First of all, let's translate your output labels to match the ones shown above:
restart
does the same thing as b4 app
so you should ignore it to avoid confusion. The if node is not None: print("b4 app", node.data)
is always true--we guarantee in the caller that node
will not be None.
b4 app
-> entering
(or pushing a new call onto the stack).
aft app
-> visiting
(inorder). Once again, if node is not None:
is guaranteed true and should be removed. The parent call checks this and even if they didn't, the program would crash on the line above which uses node.data
.
inside right
is confusing--it's an inorder print but only for nodes that have a right child. I'm not sure what value this adds so I'd ignore it.
Note that you have no exiting
(popping a call stack frame/postorder) print statement.
With this context, let's answer your questions:
This is the last time where the code calls itself again before it ends (as far as I can see?).
Yes, this node is about to be exited. To be clear, the function calls itself because it's recursive, but there's only exactly one call per node in the tree.
If this if
statement is skipped -- last time the io
function is called -- how does the recursion continue?
The call stack pops and execution continues where it left off in the parent. It's not the last time io
was called because the parent can (and its parents or its parents' children) can (and do) spawn other calls.
So how was the io
function called again and why is node=4
the input?
It wasn't called again--the call frame for node=4
was paused waiting for its children to resolve and when control returned to it, it continued where it left off.
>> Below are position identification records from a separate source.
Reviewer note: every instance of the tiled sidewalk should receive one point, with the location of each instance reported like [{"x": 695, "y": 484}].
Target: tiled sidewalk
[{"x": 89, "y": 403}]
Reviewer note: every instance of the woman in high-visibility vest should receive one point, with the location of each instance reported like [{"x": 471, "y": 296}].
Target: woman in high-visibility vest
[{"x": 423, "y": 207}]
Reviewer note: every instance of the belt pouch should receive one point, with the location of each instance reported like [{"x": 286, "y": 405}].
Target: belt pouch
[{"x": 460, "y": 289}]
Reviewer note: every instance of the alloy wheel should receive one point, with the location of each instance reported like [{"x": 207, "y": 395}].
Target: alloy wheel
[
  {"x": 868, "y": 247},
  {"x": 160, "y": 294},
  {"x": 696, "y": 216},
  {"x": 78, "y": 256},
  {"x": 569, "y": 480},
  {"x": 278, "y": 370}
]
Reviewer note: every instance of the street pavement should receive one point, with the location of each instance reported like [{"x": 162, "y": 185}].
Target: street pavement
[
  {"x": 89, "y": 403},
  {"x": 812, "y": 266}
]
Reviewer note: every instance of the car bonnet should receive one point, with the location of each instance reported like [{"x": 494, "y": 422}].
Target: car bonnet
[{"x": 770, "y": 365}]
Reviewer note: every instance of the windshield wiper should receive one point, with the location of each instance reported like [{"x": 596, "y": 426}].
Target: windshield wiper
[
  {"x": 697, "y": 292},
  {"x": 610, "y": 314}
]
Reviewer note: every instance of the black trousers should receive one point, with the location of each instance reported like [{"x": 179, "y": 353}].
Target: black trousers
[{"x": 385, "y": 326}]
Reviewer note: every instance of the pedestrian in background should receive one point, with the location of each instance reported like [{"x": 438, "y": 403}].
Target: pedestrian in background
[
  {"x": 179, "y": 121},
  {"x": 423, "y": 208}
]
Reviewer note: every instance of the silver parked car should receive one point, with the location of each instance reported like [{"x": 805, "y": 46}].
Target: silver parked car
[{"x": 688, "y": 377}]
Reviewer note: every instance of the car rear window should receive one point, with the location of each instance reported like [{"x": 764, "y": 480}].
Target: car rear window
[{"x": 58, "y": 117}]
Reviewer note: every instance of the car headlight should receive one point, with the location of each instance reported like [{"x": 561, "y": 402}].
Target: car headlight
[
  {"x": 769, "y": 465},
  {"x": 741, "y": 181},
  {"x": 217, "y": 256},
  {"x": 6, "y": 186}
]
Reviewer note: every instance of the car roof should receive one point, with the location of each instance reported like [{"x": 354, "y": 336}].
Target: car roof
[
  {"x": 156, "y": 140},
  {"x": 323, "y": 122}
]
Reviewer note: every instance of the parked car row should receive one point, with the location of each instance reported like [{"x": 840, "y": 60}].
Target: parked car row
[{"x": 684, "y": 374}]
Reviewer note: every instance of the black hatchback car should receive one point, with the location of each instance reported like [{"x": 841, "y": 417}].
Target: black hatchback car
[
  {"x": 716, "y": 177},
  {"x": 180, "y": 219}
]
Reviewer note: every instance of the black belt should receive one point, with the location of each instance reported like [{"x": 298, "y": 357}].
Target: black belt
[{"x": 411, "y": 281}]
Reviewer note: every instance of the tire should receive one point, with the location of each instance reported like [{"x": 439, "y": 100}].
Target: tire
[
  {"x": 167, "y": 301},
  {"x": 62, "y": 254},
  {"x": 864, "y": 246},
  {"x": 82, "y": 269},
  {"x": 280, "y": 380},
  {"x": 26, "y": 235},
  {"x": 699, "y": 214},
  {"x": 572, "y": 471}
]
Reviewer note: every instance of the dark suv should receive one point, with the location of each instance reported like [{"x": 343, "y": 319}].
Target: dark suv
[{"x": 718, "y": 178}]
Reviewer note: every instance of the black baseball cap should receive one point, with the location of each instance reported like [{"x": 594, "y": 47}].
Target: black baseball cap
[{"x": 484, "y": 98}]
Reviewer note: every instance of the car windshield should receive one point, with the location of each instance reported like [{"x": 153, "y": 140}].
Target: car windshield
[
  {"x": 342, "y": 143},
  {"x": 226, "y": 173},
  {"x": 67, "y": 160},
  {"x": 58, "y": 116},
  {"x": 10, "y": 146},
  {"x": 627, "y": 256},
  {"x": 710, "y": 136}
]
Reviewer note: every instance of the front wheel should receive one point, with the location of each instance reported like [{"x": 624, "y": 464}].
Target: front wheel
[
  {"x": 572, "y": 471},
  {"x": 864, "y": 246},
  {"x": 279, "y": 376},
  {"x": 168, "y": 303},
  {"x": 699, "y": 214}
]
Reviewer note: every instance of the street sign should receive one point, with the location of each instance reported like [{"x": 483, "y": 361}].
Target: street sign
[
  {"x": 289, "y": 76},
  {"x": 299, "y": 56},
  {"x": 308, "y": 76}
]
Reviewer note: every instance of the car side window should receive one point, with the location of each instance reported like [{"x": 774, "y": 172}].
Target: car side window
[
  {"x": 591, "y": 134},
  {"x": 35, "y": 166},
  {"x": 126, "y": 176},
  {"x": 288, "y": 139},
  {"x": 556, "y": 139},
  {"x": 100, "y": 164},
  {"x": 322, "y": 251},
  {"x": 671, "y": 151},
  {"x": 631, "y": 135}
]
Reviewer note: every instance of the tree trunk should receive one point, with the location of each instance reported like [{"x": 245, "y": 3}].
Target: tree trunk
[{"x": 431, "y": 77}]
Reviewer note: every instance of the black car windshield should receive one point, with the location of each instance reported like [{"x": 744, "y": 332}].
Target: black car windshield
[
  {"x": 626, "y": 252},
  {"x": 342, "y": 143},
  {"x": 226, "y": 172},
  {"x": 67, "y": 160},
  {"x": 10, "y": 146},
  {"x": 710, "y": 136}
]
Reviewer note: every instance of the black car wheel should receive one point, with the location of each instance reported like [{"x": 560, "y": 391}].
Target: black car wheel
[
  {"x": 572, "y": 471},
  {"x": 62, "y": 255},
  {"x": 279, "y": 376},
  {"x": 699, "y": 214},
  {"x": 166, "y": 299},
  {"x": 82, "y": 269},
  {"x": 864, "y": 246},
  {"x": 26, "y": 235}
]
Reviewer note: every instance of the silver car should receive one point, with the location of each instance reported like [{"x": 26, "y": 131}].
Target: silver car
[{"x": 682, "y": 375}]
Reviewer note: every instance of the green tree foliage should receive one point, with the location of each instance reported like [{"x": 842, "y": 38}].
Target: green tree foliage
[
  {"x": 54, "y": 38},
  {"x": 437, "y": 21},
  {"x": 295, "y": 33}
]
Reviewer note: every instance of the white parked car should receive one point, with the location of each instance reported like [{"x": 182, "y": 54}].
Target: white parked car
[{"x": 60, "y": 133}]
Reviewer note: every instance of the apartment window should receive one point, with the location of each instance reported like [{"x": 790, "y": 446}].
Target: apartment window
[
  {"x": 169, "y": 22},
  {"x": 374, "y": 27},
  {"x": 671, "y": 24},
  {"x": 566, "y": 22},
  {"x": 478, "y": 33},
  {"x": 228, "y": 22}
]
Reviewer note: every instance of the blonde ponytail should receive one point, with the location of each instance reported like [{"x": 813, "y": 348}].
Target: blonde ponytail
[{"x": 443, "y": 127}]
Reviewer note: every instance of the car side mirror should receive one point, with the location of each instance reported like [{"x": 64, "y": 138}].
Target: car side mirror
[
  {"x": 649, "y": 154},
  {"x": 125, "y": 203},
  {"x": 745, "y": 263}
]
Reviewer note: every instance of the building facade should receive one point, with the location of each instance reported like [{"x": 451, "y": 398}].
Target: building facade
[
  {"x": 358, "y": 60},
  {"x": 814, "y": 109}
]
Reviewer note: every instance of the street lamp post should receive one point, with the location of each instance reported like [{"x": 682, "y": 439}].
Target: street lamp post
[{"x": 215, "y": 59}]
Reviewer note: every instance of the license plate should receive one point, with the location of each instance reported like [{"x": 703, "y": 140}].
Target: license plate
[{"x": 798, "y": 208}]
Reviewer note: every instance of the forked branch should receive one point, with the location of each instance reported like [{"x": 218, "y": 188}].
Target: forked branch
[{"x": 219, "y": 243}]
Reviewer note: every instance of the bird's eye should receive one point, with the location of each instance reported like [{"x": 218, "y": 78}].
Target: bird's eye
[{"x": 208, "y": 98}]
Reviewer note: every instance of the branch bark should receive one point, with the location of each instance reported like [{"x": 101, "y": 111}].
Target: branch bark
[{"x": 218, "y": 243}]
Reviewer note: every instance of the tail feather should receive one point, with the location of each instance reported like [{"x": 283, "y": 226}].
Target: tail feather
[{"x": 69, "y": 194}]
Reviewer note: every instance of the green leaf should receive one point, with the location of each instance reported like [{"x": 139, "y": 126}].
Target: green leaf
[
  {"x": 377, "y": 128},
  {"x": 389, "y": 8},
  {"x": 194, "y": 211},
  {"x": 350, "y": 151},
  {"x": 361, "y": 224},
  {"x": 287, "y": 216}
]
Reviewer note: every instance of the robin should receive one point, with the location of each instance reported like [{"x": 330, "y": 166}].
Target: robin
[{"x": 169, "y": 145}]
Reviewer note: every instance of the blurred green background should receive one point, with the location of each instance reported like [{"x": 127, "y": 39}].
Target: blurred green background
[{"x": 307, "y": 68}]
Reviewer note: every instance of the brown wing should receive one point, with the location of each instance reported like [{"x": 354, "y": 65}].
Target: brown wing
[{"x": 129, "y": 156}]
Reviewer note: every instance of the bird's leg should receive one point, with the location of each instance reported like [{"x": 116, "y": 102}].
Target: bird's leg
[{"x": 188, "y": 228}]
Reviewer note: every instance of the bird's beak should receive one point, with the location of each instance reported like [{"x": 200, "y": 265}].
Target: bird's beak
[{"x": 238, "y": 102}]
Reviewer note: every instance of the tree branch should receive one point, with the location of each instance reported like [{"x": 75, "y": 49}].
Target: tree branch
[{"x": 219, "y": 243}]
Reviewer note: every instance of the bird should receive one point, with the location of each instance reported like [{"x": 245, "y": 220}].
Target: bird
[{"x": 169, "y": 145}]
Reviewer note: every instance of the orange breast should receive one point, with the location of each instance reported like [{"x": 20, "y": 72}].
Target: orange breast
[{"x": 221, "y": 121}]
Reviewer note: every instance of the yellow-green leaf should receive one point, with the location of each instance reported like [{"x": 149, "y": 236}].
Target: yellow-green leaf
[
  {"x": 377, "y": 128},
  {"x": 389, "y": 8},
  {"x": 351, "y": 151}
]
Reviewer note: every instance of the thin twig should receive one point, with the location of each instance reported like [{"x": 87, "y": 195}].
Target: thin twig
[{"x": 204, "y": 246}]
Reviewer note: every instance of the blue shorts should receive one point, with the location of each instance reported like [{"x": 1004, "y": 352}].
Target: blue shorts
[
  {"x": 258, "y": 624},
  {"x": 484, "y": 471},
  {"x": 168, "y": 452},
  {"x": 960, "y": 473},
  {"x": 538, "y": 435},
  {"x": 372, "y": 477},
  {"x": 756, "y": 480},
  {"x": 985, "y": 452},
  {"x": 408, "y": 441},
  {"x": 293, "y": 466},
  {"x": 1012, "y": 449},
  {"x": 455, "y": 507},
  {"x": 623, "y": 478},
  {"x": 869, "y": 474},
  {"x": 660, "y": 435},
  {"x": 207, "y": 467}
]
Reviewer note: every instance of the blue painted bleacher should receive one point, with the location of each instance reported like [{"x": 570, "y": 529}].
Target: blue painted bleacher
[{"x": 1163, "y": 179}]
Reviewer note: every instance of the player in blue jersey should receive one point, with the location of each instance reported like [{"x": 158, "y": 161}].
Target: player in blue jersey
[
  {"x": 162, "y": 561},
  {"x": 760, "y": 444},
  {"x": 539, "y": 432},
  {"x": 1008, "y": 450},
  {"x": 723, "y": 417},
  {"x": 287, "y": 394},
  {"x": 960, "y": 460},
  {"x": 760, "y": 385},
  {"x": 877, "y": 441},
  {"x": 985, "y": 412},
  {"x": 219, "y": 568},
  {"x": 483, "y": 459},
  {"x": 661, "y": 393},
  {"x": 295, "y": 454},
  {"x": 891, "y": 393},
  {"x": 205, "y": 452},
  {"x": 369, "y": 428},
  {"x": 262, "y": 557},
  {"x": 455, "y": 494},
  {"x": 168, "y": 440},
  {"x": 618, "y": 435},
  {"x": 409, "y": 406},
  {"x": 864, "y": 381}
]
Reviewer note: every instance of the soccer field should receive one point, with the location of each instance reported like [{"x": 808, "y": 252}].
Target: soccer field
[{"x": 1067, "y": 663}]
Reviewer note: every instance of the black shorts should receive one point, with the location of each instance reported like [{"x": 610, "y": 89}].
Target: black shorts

Let's relate my output to your output:
visiting 3 # this is your `aft app 3 True [0]`
exiting 3 # you don't have this print for leaving the node
visiting 4 # this is your `aft app 4 False #[2]`
You can see we exited the call frame for node=3
. At that point, node=4
had completed traversing all of its left descendants (there is only one) and then visited its own value inorder before continuing with its right child.
Try playing with different tree structures in the above code and compare the printed debug/pedagogical traversal to your understanding.